Quarles rolled his eyes, but he didn’t deny it. “At least let me question Cali, just to make sure she’s not still talking to this guy.”
“She’s not talking to him.” He scanned the room once more and the smell of cigarette smoke filled the air. W
as Humphrey a smoker?
“If you believed that, then why were you drilling the clerk about how Stan knew she was here?”
“I was doing my job.” Brit snatched up the suitcase and left.
~
Cali moaned into the mattress. Everything smelled like him. Burying her face in the pillow, she recalled their little make-out session on the dance floor. Her body warmed with the memory. She threw the top sheet off and tugged on the flannel pajamas Susan had lent her.
Staring at the ceiling, she let her thoughts skitter from one issue to the next; the dreams, Stan, Brit thinking she was a weak-hearted woman who loved to be abused.
She thought back to the three real relationships she’d had. Her first, at nineteen, had cheated on her with his brother’s wife, but the moment Cali discovered his indiscretions, she’d told him to take a long walk down a busy railroad track.
Her second boyfriend had been a control freak, and while he’d wanted to control Cali, she’d freed the shackles of that three-month fling pretty quickly. Then Marty. As Dr. Roberts had said, not all relationships were bad. She had loved Marty.
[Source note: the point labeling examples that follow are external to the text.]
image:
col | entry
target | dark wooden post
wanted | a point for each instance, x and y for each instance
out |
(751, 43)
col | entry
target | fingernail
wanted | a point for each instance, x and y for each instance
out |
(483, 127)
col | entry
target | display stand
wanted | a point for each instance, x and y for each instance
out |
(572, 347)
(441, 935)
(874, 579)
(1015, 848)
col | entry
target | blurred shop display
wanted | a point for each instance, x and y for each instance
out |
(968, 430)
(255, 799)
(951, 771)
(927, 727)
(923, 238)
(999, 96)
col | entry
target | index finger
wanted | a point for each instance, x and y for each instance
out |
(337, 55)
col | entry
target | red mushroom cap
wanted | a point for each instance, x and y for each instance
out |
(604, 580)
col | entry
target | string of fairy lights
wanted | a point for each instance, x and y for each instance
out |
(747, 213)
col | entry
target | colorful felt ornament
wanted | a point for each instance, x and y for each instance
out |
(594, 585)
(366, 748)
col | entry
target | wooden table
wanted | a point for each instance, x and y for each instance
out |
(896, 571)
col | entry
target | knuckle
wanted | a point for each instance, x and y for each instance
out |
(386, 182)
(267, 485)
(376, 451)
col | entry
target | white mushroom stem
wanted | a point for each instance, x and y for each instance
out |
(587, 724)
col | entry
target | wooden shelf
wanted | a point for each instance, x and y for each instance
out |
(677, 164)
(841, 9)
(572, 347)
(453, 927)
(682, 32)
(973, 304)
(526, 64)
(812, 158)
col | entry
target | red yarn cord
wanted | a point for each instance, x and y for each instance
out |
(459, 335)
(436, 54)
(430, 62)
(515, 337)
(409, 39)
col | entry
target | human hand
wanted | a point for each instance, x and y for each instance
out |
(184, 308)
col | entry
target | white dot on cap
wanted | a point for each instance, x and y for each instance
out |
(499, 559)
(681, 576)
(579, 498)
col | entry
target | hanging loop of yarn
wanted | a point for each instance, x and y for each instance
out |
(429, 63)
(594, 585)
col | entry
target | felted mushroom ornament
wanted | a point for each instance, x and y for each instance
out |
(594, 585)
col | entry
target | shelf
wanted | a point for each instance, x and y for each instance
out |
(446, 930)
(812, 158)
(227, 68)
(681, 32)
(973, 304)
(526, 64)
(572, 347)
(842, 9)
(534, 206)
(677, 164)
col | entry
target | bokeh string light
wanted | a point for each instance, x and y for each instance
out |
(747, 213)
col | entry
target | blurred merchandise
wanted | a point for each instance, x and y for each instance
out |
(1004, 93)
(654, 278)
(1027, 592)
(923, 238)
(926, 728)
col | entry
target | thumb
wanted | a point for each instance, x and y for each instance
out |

He’d gotten a dream job offer in New York, and he hadn’t wanted to go alone. The night she’d gone to break the news to her mom, her mom had broken her own news first. She’d found a lump. Cali couldn’t leave her mother, and Marty couldn’t turn down the job of a lifetime. Both had made choices.
He had visited the first few months, twice, but as Marty had put it, “Long distance relationships are hard nuts to crack.” But Cali’s heart had cracked. She had lost the man she loved and, at the same time, she’d been fighting not to lose her mom.
After that, Cali had gone through her mom’s up and down dance with cancer. Not until Stan had paid for her coffee that September morning had she even considered indulging in a relationship. Sad as it sounded, she hadn’t missed sex or men. Being with Stan convinced Cali that she hadn’t missed out on much. But meeting Brit sure had.
With her relationship evidence laid out in her mind, she didn’t feel so bad. Yeah, she’d known a few jerks, and she’d admit that she needed to learn to be a better bitch. But she hadn’t been anyone’s doormat.
Unable to sleep, she flipped on the lamp and followed her bladder to the master bathroom. Once relieved, she went to the sink and rinsed her hands. Running her tongue over her gummy-feeling teeth, she tried to open the medicine cabinet, in hopes of finding a new toothbrush.